Command line options

database - REQUIRED Path to a local CAZyme database to add UniProt data to.

pdb - REQUIRED List of file formats to retrieve from PDB for each PDB accession.

--batch_size - Size of an individual batch query of PDB accessions submitted to PDB. Default is 150.

--cache_dir - Path to cache dir to be used instead of default cache dir path.

--cazy_synonyms - Path to a JSON file containing accepted CAZy class synonsyms if the default are not sufficient.

--config, -c - Path to a configuration YAML file. Default: None.

--classes - list of classes to retrieve UniProt data for.

--ec_filter - List of EC numbers to limit the retrieval of structure files to proteins with at least one of the given EC numbers in the local CAZyme database.

--families - List of CAZy (sub)families to retrieve UniProt protein data for.

--genbank_accessions - Path to text file containing a list of GenBank accessions to retrieve protein data for. A unique accession per line.

--genera - List of genera to restrict the retrieval of protein to data from UniProt to proteins belonging to one of the given genera.

--kingdoms - List of taxonomy kingdoms to retrieve UniProt data for.

--log, -l - Target path to write out a log file. If not called, no log file is written. Default: None (no log file is written out).

--nodelete, -n - When called, content in the existing output will not be deleted. Default: False (existing content is deleted).

--nodelete_cache - When called, content in the existing cache dir will not be deleted. Default: False (existing content is deleted).

--outdir, -o - Define output directory to write out structure files. Default, write structure files to current working directory.

--overwrite - Overwrite existing structure files with the same PDB accession as files being downloaded. Default false, do not overwrite existing files.

--retries, -r - Define the number of times to retry making a connection to PDB if the connection should fail. Default: 10.

--sql_echo - Set SQLite engine echo parameter to True, causing SQLite to print log messages. Default: False.

--species - List of species (organsim scientific names) to restrict the retrieval of protein to data from UniProt to proteins belonging to one of the given species.

--strains - List of species strains to restrict the retrieval of protein to data from UniProt to proteins belonging to one of the given strains.

--timeout, -t - Connection timout limit (seconds). Default: 45.

--uniprot_accessions - Path to text file containing a list of UniProt accessions to retrieve protein data for. A unique accession per line.

--verbose, -v - Enable verbose logging. This does not set the SQLite engine echo parameter to True. Default: False.

Basic Usage

The command-line options listed above can be used in combination to customise the retrieval of protein structure files from PDB for proteins of interest. Some options (e.g. --families and --classes) define the broad group of proteins for which structure files are retrieved, others (e.g. --species) are used to filter and fine-tune the protein dataset for which structure files are retrieved.

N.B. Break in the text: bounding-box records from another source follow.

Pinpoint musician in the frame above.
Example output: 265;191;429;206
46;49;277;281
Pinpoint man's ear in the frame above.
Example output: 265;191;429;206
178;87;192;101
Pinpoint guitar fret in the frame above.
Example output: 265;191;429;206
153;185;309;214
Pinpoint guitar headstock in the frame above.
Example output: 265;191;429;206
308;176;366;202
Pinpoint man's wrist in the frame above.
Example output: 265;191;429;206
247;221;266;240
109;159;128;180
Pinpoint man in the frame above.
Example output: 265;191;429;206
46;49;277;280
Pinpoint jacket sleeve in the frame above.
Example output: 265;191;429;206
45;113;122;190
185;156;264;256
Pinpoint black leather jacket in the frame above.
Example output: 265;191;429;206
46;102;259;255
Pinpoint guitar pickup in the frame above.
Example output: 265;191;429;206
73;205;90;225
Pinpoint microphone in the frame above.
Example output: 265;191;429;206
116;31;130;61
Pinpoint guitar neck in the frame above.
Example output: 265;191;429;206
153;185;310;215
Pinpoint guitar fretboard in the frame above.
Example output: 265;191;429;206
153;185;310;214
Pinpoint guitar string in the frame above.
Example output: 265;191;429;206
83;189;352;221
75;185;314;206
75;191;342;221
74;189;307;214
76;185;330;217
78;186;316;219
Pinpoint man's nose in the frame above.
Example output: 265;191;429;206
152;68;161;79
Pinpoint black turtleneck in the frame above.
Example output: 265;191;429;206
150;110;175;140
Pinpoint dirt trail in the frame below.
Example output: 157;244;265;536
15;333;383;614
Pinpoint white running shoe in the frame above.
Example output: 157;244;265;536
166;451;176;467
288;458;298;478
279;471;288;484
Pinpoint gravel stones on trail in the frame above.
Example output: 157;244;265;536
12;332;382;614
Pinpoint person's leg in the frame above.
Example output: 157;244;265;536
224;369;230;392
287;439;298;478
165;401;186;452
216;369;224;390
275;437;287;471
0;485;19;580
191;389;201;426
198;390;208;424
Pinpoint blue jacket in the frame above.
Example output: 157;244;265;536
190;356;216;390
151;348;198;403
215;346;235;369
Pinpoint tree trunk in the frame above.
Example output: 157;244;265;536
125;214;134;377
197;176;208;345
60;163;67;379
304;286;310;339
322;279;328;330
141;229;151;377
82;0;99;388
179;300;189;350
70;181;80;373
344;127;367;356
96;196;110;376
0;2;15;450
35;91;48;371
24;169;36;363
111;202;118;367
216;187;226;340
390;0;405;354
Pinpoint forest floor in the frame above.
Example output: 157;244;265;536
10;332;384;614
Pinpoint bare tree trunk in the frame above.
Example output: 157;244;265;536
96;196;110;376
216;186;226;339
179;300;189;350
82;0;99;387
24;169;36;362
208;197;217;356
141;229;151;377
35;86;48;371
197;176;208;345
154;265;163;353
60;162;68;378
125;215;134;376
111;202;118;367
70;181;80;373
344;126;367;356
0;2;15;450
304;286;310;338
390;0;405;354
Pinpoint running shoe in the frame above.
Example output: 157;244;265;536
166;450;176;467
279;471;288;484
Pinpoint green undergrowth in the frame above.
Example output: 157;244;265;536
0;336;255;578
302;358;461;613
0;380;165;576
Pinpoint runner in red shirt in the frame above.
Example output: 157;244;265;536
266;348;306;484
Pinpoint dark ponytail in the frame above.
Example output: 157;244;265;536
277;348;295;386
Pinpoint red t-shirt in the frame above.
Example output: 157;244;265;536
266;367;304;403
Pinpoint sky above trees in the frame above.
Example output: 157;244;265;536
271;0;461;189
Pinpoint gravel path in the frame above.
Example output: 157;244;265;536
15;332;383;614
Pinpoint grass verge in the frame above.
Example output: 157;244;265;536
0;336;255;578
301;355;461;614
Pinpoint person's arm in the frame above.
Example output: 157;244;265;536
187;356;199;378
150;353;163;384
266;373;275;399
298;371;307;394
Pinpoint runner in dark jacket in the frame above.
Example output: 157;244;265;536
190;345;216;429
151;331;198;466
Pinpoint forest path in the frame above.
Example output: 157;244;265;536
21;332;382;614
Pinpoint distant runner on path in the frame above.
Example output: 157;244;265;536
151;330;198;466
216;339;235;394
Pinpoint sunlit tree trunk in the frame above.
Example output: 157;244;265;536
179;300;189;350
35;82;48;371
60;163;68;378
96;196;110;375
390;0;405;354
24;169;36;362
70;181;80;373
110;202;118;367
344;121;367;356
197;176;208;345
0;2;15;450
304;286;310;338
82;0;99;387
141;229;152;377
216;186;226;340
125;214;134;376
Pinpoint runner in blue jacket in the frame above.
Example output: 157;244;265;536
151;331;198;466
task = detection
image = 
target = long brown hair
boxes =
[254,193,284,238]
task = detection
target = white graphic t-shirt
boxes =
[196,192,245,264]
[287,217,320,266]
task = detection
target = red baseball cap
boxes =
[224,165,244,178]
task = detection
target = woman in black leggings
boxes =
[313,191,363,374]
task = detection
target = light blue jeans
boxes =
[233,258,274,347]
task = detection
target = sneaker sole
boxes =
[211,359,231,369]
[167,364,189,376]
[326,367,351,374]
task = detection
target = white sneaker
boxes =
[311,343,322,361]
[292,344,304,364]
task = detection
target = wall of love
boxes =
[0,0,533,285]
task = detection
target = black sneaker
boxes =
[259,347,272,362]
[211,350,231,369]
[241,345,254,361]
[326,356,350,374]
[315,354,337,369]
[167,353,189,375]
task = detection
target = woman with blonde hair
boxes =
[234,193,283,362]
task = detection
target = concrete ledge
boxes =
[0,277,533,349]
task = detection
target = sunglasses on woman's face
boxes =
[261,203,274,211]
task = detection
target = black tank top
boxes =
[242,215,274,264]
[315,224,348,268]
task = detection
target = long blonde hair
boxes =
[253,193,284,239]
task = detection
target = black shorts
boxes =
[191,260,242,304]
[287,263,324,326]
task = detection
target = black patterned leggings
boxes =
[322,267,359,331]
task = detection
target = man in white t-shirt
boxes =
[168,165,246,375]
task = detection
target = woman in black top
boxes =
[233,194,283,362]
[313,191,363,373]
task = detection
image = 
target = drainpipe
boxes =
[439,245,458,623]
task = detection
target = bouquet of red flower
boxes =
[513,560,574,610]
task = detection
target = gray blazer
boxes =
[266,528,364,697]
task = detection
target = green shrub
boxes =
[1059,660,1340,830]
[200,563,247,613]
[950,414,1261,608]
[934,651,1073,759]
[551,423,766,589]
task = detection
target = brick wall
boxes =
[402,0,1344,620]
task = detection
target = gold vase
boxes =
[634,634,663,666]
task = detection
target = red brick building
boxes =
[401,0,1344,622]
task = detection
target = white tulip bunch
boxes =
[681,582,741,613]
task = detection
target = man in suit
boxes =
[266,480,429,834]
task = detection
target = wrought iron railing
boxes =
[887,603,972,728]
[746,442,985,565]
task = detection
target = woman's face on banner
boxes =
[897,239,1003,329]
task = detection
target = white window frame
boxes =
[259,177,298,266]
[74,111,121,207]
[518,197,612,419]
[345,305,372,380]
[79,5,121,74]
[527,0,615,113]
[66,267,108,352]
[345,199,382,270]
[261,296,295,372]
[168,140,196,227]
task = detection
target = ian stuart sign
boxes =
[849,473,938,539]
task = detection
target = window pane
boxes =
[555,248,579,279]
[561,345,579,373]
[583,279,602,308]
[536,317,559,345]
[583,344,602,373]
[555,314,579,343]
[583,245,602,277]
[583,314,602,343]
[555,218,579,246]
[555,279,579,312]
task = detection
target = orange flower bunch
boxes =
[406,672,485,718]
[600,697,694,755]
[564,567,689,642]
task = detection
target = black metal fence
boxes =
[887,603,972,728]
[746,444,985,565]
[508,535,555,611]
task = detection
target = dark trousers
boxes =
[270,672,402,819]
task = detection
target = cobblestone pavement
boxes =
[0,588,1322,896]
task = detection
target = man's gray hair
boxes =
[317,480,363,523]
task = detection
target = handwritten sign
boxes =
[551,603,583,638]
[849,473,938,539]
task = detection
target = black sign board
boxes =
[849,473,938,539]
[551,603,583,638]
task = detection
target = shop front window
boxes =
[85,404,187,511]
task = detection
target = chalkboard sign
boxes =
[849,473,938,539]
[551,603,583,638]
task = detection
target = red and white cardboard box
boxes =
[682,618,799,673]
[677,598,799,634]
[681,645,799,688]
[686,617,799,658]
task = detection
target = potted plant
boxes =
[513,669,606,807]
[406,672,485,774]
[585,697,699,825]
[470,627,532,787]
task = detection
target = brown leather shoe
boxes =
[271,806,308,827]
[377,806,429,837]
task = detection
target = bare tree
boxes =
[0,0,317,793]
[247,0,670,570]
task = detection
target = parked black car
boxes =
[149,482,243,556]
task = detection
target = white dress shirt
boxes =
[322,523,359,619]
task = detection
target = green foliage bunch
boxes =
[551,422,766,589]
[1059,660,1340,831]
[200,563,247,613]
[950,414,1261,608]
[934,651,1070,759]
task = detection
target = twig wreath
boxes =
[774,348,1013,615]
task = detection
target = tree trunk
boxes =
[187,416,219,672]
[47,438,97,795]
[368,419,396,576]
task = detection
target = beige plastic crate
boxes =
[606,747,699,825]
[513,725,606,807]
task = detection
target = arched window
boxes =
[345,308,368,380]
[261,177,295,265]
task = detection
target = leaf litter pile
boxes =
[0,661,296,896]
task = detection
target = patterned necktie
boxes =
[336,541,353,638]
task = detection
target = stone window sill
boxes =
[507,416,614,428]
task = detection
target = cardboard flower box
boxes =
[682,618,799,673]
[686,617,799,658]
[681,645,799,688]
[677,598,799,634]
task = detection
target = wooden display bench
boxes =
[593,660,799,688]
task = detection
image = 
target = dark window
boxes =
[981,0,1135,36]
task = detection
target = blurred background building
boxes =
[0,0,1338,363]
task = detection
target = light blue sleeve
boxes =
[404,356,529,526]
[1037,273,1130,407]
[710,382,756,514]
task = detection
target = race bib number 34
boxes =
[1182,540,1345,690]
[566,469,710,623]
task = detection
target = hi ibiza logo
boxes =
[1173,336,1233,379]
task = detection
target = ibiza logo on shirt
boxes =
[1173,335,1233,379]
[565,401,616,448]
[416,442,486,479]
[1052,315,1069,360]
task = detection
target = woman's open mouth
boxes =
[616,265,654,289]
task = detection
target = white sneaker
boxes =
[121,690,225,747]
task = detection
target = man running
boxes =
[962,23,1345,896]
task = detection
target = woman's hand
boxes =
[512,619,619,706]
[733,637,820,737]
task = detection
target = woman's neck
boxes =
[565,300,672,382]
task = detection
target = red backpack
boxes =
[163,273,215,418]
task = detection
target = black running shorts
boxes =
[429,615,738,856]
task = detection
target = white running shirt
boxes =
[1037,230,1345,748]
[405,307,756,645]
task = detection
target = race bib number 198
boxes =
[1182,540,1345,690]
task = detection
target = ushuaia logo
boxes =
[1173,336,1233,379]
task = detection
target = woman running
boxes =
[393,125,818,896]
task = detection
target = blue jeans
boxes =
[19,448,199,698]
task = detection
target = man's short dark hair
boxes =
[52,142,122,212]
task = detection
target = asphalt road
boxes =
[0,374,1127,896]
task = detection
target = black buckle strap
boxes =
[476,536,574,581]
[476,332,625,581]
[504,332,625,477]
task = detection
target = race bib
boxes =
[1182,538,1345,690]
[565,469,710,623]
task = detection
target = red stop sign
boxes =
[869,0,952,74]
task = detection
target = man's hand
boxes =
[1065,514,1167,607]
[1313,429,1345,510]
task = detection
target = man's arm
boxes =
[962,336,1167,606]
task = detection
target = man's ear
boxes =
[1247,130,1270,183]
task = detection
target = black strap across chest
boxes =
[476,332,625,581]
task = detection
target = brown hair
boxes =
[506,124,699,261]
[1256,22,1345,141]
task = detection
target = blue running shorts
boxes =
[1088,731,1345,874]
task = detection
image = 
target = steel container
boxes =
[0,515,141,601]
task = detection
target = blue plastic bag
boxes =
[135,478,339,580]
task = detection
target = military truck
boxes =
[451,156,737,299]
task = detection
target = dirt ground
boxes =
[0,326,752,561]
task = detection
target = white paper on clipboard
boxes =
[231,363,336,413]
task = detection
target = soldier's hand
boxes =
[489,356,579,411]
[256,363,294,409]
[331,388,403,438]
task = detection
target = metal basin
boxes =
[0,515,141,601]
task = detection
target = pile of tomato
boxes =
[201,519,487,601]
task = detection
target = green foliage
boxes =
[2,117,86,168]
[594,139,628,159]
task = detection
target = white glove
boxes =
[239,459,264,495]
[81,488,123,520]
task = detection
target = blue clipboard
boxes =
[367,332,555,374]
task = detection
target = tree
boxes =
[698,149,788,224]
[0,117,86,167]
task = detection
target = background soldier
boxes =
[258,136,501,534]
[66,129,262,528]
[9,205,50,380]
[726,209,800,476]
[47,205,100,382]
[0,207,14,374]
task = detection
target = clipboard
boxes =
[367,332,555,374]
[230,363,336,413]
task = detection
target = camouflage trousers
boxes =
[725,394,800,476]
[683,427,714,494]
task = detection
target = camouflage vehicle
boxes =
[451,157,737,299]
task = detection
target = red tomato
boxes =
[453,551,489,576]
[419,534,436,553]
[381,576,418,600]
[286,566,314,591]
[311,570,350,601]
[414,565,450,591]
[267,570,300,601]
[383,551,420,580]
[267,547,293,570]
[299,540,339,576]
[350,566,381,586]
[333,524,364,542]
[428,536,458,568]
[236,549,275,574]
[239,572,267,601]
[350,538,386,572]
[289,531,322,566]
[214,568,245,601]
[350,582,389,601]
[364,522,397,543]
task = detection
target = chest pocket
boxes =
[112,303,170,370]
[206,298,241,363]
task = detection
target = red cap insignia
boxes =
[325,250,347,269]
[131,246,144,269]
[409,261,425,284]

The --classes, --families, --kingdoms, --genera, --species, and --strains filteres are applied in the exactly same for retrieving data from CAZy and UniProt, as retrieving data from PDB. Examples of using these flags can be found in the cazy_webscraper and cw_get_uniprot_data tutorial in this documentation.

Note

To retrieve protein structures for members of specific CAZy subfamilies, list the subfamilies after the --families flag.

Structure file retrieval from PDB

The command for using cazy_webscraper for retrieval of PDB structure files from PDB is cw_get_pdb_structures.